NEW DELHI: Indicating that his foreign policy would be a continuation of his predecessor, the new Japanese Prime Minister Yoshihide Suga offered a full-throated endorsement of Shinzo Abe’s Indo-Pacific policy.
In his first address outside Japan, Suga told university students in Vietnam “Japan is strongly opposed to any actions that escalate tensions in the South China Sea. Japan has been consistently supporting the preservation of the rule of law in seas.” China has exerted tremendous pressure on Vietnam in the past months on the South China Sea, but Suga’s remarks included implied criticism of China’s aggressive posture in building on uninhabited islands in the South China Sea.

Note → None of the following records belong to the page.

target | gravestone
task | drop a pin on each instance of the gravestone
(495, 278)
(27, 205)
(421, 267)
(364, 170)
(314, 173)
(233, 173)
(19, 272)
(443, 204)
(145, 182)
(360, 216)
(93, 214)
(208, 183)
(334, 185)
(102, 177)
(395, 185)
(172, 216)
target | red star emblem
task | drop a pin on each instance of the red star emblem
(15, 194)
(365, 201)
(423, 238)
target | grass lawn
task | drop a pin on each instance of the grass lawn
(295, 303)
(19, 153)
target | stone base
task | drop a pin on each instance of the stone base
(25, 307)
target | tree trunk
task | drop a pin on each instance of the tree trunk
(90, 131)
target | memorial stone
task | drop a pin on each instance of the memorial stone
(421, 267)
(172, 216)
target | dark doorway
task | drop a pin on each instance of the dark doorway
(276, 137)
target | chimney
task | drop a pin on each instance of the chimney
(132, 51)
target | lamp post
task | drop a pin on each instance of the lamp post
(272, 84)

Suga also reaffirmed support for the Asean Outlook for the Indo-Pacific, pointing out the similarities with Japan’s own “Free and Open Indo-Pacific policy”. “The Asean Outlook powerfully sets forth the rule of law, openness, freedom, transparency and inclusiveness as the Asean’s principles for behavior. The fact that it shares many fundamental commonalities with the “Free and Open Indo-Pacific” Japan is advocating for is tremendously encouraging …”
Suga’s remarks indicate that while there may be changes in nuance and focus, the core of his foreign policy would toe the Abe line. This has been watched carefully by India which had developed a strong bond with Abe and his government.

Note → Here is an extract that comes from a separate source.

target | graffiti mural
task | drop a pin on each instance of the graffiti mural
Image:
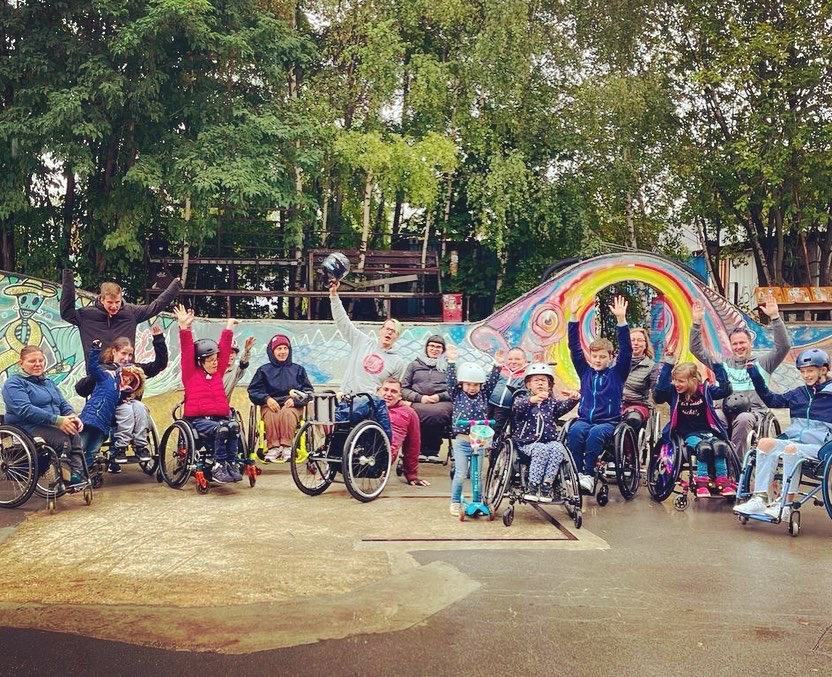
(29, 314)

Suga also touched on “Asean centrality” a key feature of the Indo-Pacific strategy of the Quad countries. Suga presided over the first standalone Quad foreign ministers’ meeting in Tokyo on October 6.

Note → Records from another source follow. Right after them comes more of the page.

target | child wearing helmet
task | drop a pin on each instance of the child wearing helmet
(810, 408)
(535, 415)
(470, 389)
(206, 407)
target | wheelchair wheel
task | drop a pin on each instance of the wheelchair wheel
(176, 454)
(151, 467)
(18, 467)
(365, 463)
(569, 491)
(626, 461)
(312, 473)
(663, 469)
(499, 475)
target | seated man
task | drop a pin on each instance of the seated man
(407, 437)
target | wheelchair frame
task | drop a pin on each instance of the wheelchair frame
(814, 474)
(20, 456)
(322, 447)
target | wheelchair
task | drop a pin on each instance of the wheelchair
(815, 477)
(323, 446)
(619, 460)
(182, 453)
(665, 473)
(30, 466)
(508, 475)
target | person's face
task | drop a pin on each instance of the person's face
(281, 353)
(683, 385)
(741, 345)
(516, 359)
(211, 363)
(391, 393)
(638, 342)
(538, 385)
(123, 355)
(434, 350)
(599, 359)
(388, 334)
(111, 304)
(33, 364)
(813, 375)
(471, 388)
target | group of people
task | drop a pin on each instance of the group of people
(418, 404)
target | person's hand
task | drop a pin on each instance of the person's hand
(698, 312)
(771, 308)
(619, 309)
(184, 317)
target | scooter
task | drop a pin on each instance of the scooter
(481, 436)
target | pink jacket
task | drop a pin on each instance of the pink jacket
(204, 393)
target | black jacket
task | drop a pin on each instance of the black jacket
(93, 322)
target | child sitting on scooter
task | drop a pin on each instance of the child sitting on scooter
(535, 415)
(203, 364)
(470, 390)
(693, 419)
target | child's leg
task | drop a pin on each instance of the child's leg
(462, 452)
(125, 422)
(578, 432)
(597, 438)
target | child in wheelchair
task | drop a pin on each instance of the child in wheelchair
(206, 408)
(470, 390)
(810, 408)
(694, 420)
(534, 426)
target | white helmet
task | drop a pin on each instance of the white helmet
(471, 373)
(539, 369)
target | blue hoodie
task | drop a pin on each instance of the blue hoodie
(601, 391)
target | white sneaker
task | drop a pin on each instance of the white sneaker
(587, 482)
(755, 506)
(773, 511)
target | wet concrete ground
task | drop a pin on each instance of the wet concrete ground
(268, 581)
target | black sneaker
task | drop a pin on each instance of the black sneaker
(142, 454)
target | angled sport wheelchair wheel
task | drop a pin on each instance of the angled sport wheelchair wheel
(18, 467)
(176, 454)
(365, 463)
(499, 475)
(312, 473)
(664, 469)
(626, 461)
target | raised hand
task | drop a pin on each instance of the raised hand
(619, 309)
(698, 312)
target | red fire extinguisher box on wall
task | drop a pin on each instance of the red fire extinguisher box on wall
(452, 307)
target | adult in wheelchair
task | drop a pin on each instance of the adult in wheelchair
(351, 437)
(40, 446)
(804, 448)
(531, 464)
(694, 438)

The importance of resilient supply chains was emphasised. This was something other countries were keen to see where Suga would fit in — particularly as India, Japan and Australia recently signed an agreement to work together to create such supply chains. “Examples of this cooperation include the East-West Economic Corridor and the Southern Economic Corridor running through Vietnam, Laos, Cambodia, Thailand and Myanmar,” Suga said.